15 set, 2023 - 19:40 • Liliana Carona
Sempre quis ser professora desde pequenina, “era algo que queria mesmo”, recorda Susana Duarte, a viver no Fundão e colocada este ano no Agrupamento de Escolas A Lã e a Neve, na Covilhã, passando a estar vinculada ao Ministério da Educação.
Apesar de o momento ser de alegria pela conquista que desejava desde 2004, Susana confessa que não pode apagar todo o rol de experiências vividas desde 2004.
“O nosso ordenado não chega para fazer face às despesas, talvez um suplemento para as deslocações a partir de uns certos quilómetros, um apoio para a renda para os deslocalizados, como existe para os ministros, ajudas de custos”, começa por sublinhar a docente que acredita estar a dar a voz por muitos colegas.
“Estou a dar a voz por esta situação e a representar muitos colegas, espero não ter consequências”, afirma Susana Duarte, lamentando que muitas colegas já tenham desistido da profissão. “Conheço muitas colegas que tiveram de deixar o ensino. Foram para empresas de peças, por exemplo, horários certos, sem deslocações, sem ouvir comentários de encarregados de educação”, conta, destacando que o professor “tem vindo a perder poder”.
“Não temos autoridade sobre eles, qualquer ação tem de ser pensada várias vezes, porque podem vir consequências maiores, os encarregados da educação vêm à escola confrontar-nos”, assume Susana Duarte.
É mais uma viagem para a professora Susana Duarte, que desde 2004 lutava por ficar vinculada ao Ministério da Educação. Este ano consegue e pela primeira vez, ficar perto de casa, do Fundão para a Covilhã, muito menos quilómetros, do que no ano letivo passado, em que conseguiu horário em duas escolas, Mêda e Pampilhosa da Serra, 177 quilómetros de distância.
“A nossa vida não é fácil, no início da minha carreira, sempre com horários incompletos, fiz um part-time de 11 anos para a Sonae. E nunca desisti da carreira, gosto de ensinar. Faço de tudo também para estar presente na vida dos meus filhos”, explica sobre a conciliação do trabalho com a vida pessoal.

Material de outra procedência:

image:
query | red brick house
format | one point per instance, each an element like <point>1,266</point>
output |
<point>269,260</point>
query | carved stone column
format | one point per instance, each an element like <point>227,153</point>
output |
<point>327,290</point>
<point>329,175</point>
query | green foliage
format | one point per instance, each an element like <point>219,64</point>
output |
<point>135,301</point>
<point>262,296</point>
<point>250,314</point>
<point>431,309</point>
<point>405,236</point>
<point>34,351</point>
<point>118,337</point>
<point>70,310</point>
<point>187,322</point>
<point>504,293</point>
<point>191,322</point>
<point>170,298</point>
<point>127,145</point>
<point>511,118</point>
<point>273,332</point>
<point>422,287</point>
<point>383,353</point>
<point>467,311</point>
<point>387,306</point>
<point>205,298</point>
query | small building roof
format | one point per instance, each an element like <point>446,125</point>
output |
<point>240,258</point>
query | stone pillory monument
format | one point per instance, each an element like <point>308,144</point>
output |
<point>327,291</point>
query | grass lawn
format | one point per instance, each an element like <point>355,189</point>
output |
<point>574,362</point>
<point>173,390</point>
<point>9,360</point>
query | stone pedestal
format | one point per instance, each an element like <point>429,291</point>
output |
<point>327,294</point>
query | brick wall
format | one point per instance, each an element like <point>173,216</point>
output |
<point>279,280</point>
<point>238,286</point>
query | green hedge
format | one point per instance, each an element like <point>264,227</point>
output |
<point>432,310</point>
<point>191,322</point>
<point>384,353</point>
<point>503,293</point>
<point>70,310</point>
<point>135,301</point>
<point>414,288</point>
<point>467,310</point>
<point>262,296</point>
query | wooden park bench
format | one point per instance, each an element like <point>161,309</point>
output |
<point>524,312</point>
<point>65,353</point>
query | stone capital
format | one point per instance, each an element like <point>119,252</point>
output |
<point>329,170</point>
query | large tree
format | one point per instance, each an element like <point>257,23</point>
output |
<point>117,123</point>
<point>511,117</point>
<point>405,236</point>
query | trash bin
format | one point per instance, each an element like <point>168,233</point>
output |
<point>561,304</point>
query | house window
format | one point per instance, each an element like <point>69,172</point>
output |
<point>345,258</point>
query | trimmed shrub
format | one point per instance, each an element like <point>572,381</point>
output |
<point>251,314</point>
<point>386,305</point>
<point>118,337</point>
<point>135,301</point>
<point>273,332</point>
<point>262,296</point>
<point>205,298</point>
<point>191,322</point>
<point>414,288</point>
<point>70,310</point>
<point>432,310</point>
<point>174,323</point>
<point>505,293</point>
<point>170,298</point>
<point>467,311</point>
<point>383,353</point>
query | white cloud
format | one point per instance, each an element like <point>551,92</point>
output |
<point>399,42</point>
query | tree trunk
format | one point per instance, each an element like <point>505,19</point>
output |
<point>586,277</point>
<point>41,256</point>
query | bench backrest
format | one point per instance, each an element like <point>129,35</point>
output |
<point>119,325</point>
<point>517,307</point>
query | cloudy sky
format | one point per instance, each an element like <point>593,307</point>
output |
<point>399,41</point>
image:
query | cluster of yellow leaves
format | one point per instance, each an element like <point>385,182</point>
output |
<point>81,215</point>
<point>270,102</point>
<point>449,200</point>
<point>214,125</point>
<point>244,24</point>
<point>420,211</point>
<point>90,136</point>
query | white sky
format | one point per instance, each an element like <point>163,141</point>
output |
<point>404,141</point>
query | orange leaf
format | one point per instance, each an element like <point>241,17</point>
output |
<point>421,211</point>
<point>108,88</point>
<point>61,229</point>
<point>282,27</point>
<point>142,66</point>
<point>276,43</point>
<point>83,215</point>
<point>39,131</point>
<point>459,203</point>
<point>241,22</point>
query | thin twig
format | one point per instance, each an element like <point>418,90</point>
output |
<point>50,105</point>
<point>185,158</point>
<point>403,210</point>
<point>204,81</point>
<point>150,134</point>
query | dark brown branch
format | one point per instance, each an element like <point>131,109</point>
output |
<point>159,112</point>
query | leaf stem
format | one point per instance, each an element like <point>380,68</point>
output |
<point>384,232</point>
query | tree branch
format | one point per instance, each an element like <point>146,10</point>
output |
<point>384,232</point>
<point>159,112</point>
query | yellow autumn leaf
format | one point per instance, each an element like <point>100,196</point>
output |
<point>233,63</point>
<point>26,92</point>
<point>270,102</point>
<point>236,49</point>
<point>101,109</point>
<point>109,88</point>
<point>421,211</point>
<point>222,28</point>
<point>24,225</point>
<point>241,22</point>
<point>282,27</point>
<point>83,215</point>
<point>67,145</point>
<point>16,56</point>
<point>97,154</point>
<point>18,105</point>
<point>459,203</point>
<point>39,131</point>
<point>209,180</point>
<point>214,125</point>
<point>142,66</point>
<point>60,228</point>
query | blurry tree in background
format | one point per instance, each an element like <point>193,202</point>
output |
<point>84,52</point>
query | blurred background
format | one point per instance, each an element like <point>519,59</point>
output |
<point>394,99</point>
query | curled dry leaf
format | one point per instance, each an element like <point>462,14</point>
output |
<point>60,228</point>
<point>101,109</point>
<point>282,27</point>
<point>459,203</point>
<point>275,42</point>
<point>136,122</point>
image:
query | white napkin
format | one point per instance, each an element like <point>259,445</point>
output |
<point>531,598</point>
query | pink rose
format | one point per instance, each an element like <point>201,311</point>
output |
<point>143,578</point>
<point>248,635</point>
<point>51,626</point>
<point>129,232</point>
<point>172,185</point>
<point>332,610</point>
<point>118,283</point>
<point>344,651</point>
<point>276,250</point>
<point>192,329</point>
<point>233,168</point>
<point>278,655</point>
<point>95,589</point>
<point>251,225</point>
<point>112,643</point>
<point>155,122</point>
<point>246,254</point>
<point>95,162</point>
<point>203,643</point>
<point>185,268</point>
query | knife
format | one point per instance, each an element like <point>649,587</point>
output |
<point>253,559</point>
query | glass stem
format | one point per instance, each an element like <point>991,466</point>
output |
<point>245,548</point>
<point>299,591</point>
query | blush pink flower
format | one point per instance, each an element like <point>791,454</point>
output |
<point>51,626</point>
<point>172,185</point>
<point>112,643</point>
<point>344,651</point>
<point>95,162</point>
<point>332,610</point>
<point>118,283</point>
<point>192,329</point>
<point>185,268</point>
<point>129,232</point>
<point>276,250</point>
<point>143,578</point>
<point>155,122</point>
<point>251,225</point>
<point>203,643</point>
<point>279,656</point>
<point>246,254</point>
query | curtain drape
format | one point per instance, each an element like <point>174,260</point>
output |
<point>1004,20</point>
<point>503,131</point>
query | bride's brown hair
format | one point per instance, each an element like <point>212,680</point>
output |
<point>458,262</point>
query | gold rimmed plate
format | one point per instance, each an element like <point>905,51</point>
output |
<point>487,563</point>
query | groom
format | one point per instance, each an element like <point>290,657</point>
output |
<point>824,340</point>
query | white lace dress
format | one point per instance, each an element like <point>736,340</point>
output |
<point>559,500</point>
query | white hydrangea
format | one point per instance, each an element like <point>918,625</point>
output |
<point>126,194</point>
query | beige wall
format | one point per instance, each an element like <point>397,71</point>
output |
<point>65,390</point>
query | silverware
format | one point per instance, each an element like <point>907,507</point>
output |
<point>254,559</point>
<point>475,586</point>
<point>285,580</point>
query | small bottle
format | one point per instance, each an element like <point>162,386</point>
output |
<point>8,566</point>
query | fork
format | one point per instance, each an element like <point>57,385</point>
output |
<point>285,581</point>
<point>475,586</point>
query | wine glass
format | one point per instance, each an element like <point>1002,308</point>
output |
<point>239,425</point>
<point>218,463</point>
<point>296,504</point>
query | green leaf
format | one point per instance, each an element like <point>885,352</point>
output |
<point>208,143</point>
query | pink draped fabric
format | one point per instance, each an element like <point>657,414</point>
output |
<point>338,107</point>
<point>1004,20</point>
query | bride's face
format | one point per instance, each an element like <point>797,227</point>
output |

O carro novo que comprou em 2018, e que está a pagar, já tem 180 mil quilómetros. “Faço revisões de dois em dois meses e mudo de pneus constantemente. Espero que o Ministro se coloque no terreno, a escola pode estar a 30km, mas é curva contracurva ou atrás de serra e em vez de demorarmos 30 minutos, demoramos uma hora. Mêda podia parecer próximo de Pampilhosa da Serra, mas não é”, adverte.
Terminou o curso em 2004, e com 44 anos, só neste ano que se inicia, vinculou. Ainda não está estável, garante, e na história de vida desta professora, está também na memória a dificuldade em arranjar quarto onde pudesse permanecer com os dois filhos menores.
Em Loures, por exemplo, há três anos, teve de insistir.
“Foi a segunda vez que tive de levar os meus filhos. Procurei sempre um espaço em que os meus filhos se sentissem em casa. Era uma cama de casal e eu tive de pedir à dona da casa para arranjar um colchão mais pequenino que não tinha estrado, nem a espessura necessária. Eu dormia com a minha filha com 8 anos, e o meu filho, 11 anos, um pouco mais crescido, dormia no colchão, no chão. Pagava por aquele quarto 350 euros, sem recibo verde e vivia com a dona da casa. Se um professor tem filhos é um problema arrendar quarto, eu dizia sempre que era eu mais duas crianças, e não queriam porque perturbavam o ambiente. Há senhorios que não nos permitem levar os filhos. Vi-me sempre complicada para arranjar quarto para os meus filhos. Depois de me apresentar nas escolas ia sempre a chorar para casa”, recorda, emocionada, Susana Duarte.
Já teve outros trabalhos em part-time, para fazer face às despesas, e apesar de finalmente estar vinculada, Susana Duarte não acredita que possa respirar de alívio.
“Tenho agora a sorte de estar perto de casa, mas para o próximo ano letivo, provavelmente vou ter de concorrer para todo o país, se o Governo não mudar o que decidiu neste ano letivo. Quem entrou na vinculação dinâmica vai ter de concorrer a todo o país”, alerta a docente.
Susana Duarte recusa desistir da profissão, mas admite que tem sido uma aventura. “Quando entro na sala, esqueço a minha realidade, vi-me e desejei-me para aqui chegar. Conheço o nosso país e conheço todos os miradouros e passadiços. Mas espero que agora acalme aos 44 anos, já preciso de um bocadinho de paz e serenidade na vida. Já chega”, desabafa.